И ни разу не прибегнув ко всем этим хитростям, этим подлым защитам, этому дурацкому бессмертию, и все равно бессмертный, он прошел все уровни, он отстрелил всех уродов, он вычистил лабиринты, он с фантастическим абсолютным счетом закончил игру.
И, сняв наушники, тихо проорав стандартно-бессмысленное "У-е-е", он резко дернул локтями и сжатыми кулаками, воспроизводя животно-грубый и вульгарный жест насильника; жест, стараниями кино- и телеиндустрии ставший за последнее время едва ли не мужественным, едва ли не приличным, светским... И регулярно-бессмысленно повторяемым едва ли не половиной воспитанных и интеллигентных мальчиков великой Школы...
... Но игра, раз начавшись, не могла так легко отпустить его, и он опять надел наушники, и опять ничего не слышал, и нажал ввод, уже совсем зря, уже без вдохновения, как наркотик, и опять кто-то или что-то ревело и грохотало, и прошло еще две минуты или около того пока сбоку, осторожно, перед его лицом, но не случайно, специально, чтобы привлечь его внимание, не помахали тетрадкой.

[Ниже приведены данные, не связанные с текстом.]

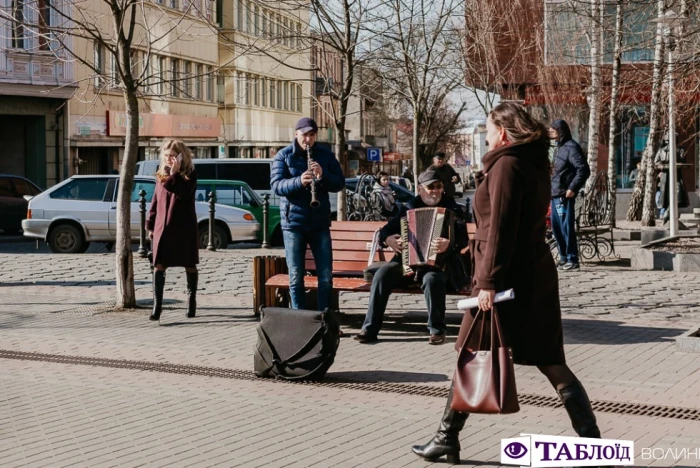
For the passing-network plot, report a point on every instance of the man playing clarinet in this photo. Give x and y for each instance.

... А игра уже не очень получалась, уже не было этой всепобеждающей уверенности, и рисованная якобы-человеческая рожа с налившимися кровью глазами показывала, что вроде совсем хана, надо бежать к аптечке, а по дороге еще надо было пристрелить какого-то уже вовсе некстати маячившего за углом отмороженного франкенштейна. И он уже едва не брякнул, громко, из-за оглушения наушниками, что-то общепринятое, грубо-стандартное, типа какой ламер мне тут всю игру обламывает, пока, каким-то чудом, даже не видя, а так, по колыханию воздуха, он не ощутил краем своего раздолбанного, разрушенного, провалившегося в стрельбу сознания, что это была она.
...Это было ужасно...
...То есть ужасным было даже не то, что он едва не сказал ей нечто, хотя и обычное, общепринятое, но сейчас, здесь, перед ней, абсолютно невозможное. То, грубо-оскорбительно-уродливое, даже не столько словами, сколько тоном... Ужасным было то, что, сняв наушники и глупо теперь топчась перед ней, он НЕ ИСПЫТЫВАЛ НИЧЕГО.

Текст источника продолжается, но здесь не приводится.